El modo en que alguien ve la cuestión de la diversidad en el seno de una sociedad es de hecho uno de los rasgos que más definen su ideología. Aquellos que le encuentran un sentido a los grupos cerrados con identidades fuertes y excluyentes están en un bando. Aquellos que intentan construir sociedades abiertas, diversas y cosmopolitas están en el otro. Dada la trayectoria histórica del nacionalismo y sus perversas consecuencias políticas y geopolíticas, no deja de ser un poco sorprendente encontrar a gente que en el siglo XXI se identifica con el segundo.
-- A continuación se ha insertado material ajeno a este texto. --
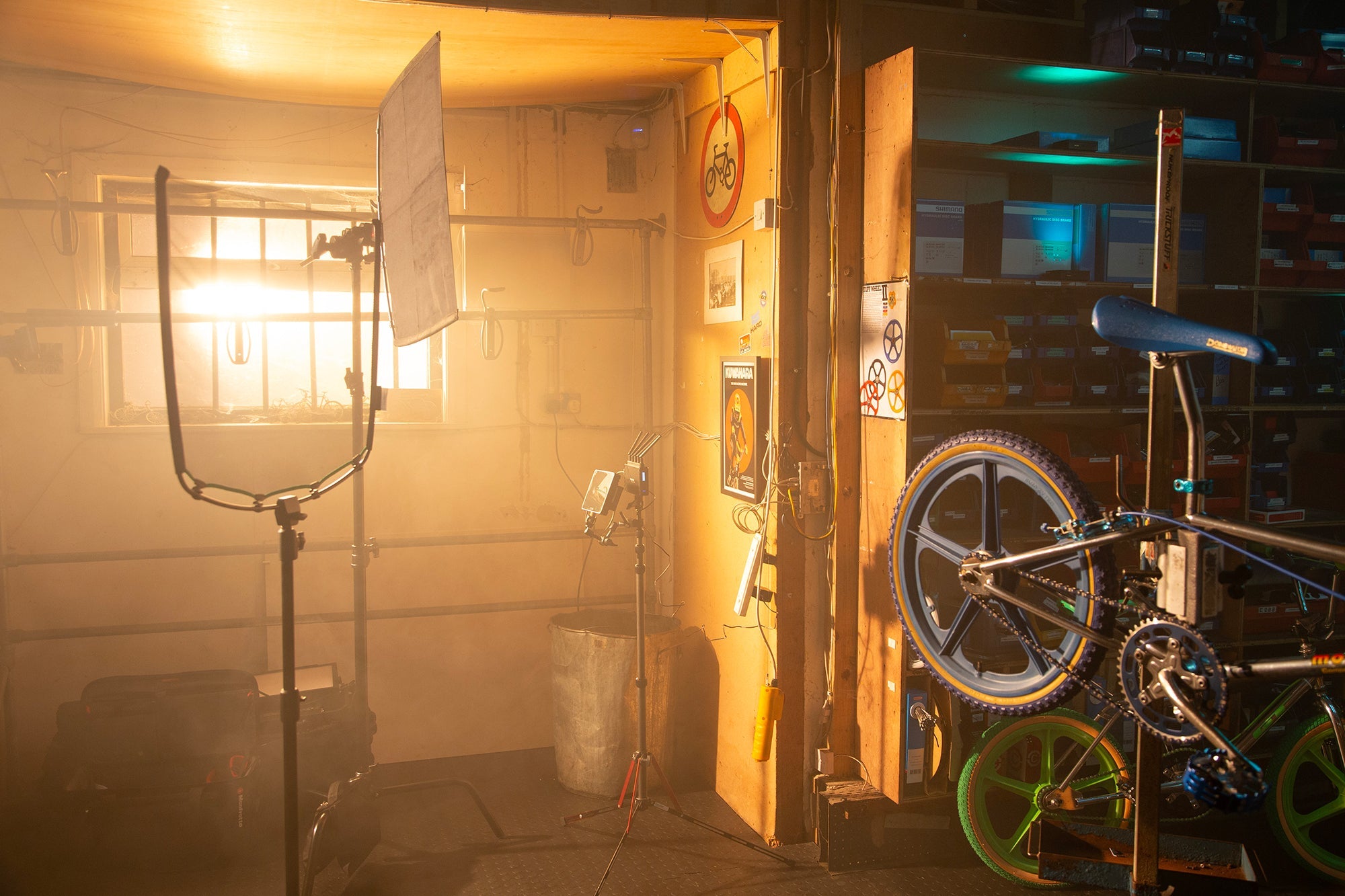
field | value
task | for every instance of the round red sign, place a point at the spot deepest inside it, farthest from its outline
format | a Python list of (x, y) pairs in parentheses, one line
[(722, 166)]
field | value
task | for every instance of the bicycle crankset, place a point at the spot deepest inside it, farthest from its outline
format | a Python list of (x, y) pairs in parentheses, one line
[(1165, 657)]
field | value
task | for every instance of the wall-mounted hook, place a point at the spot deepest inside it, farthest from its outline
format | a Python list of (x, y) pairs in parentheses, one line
[(765, 37), (719, 80), (679, 103)]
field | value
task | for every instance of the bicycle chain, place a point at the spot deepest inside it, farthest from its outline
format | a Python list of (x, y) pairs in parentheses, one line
[(1093, 688)]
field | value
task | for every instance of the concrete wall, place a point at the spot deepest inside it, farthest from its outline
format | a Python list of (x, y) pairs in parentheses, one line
[(445, 685)]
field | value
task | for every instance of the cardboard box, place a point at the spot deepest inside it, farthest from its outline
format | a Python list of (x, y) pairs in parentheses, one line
[(1126, 245), (1024, 240), (939, 237), (1061, 140)]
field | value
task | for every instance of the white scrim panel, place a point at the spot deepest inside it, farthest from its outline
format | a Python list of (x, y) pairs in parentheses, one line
[(414, 201)]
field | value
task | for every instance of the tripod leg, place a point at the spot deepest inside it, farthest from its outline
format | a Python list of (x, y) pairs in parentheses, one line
[(666, 784), (626, 787), (613, 861), (630, 770), (696, 821), (636, 803)]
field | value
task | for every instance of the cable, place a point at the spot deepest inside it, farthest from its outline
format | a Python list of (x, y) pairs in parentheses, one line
[(579, 585), (562, 463), (867, 778)]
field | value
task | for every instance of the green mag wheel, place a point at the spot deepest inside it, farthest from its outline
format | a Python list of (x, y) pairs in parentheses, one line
[(1012, 775), (992, 491), (1308, 798)]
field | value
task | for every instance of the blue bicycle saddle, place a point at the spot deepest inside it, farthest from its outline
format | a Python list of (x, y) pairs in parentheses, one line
[(1140, 326)]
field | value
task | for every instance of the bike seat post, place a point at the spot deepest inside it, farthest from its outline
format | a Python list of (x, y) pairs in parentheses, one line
[(1195, 434)]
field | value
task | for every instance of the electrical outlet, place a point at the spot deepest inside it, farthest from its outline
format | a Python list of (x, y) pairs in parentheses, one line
[(562, 403), (50, 360), (813, 487)]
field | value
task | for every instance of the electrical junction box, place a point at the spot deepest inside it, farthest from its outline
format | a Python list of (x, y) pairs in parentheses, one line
[(813, 487), (763, 214)]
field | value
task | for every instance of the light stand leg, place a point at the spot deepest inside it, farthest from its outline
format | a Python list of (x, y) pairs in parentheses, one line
[(360, 549), (291, 542), (644, 758)]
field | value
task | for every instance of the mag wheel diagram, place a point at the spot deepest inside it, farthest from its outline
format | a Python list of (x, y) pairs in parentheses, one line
[(991, 493)]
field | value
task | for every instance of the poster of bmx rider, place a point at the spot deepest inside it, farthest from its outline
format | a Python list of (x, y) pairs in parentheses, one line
[(746, 385)]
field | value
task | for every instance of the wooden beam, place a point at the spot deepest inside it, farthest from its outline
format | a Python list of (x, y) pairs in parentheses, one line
[(845, 573), (882, 444)]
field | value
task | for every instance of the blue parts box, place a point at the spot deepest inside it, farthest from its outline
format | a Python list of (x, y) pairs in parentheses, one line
[(1026, 240), (939, 237), (1126, 245)]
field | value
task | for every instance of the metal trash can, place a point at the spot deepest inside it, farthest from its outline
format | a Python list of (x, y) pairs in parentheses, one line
[(594, 696)]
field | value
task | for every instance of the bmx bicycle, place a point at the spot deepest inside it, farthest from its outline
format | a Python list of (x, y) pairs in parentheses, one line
[(993, 529)]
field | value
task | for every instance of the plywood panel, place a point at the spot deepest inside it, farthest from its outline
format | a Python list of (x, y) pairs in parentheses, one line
[(883, 443), (349, 52)]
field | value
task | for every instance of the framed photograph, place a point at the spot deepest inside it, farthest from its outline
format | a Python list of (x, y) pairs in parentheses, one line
[(746, 385), (724, 283)]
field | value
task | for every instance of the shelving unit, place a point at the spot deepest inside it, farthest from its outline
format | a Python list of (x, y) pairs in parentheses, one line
[(931, 130)]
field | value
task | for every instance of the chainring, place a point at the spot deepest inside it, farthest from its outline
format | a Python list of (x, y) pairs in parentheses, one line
[(1159, 643)]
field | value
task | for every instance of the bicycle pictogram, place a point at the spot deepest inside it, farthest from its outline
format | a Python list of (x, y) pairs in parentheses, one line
[(723, 170)]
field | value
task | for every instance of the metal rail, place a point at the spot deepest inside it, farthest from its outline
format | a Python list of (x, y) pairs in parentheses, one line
[(22, 635), (646, 225)]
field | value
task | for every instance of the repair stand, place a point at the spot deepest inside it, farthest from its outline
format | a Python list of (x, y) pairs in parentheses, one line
[(636, 788)]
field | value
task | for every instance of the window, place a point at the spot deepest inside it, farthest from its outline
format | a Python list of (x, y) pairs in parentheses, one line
[(263, 338)]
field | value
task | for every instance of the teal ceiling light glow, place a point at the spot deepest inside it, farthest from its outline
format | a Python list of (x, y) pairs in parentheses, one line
[(1061, 159), (1066, 75)]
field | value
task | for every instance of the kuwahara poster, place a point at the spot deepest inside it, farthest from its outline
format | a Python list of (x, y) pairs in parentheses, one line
[(746, 385)]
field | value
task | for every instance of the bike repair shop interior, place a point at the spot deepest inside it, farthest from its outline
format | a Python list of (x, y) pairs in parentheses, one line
[(623, 538)]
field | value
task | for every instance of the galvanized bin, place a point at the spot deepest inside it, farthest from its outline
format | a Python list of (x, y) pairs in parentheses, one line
[(594, 696)]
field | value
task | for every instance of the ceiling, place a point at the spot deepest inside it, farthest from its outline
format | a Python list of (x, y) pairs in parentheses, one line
[(350, 52)]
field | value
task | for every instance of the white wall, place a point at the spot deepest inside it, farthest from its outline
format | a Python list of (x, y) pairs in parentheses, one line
[(446, 685)]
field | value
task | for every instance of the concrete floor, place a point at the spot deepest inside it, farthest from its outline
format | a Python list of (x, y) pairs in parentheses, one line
[(438, 842)]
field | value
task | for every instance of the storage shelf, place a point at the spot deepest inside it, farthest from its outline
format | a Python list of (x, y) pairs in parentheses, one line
[(1083, 411), (953, 155), (952, 71), (1067, 286)]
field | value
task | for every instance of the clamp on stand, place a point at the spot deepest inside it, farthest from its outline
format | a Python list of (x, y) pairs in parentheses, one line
[(603, 494)]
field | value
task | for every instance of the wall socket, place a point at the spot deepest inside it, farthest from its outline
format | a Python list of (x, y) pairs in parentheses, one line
[(562, 403), (813, 487)]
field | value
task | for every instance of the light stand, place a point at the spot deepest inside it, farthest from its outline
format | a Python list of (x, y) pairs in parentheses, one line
[(291, 542), (605, 494)]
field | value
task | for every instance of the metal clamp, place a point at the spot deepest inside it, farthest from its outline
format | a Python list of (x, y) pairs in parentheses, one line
[(1194, 486)]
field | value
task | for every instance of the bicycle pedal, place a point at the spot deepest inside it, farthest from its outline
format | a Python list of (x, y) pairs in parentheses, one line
[(1227, 783)]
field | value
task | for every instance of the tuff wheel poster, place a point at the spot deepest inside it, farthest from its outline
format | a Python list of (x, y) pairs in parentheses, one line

Ortega, un liberal convencido, se mostraba seguro de que el nacionalismo era una fuerza que debía ser contenida. Creía que el imperialismo era también perverso y que a pesar de que había proporcionado una narrativa sólida para la existencia de numerosas naciones europeas lo había hecho a expensas de los derechos de muchas otras. De modo que para él la única solución a los problemas que afectaban a España y a otras potencias europeas era la integración política europea. Solo juntos podrían los europeos construir un proyecto pacífico y próspero y hacerse oír en el mundo. Él sugirió avanzar en la dirección de una Unión Europea con una política exterior y de defensa, y de otro tipo, en común. La alternativa sería la división, la desconfianza y en última instancia el conflicto. Es por supuesto trágico que los europeos optaran inicialmente por lo segundo y comenzaran dos guerras que acabaron engullendo al mundo entero y costando millones de vidas. Fue de las cenizas de esos conflictos de donde el espíritu de la integración europea resurgió en la década de los cincuenta.

La solución última al problema catalán —y al de muchos de los movimientos secesionistas de Europa— es por tanto la construcción de un proyecto sugestivo de vida en común y, en concreto, la finalización de una Europa federal. El objetivo europeo de una unión cada vez más estrecha es ahora más importante que nunca. La alternativa no es solo una Unión Europea más débil sino probablemente la quiebra de muchos Estados europeos, la discordia y el conflicto.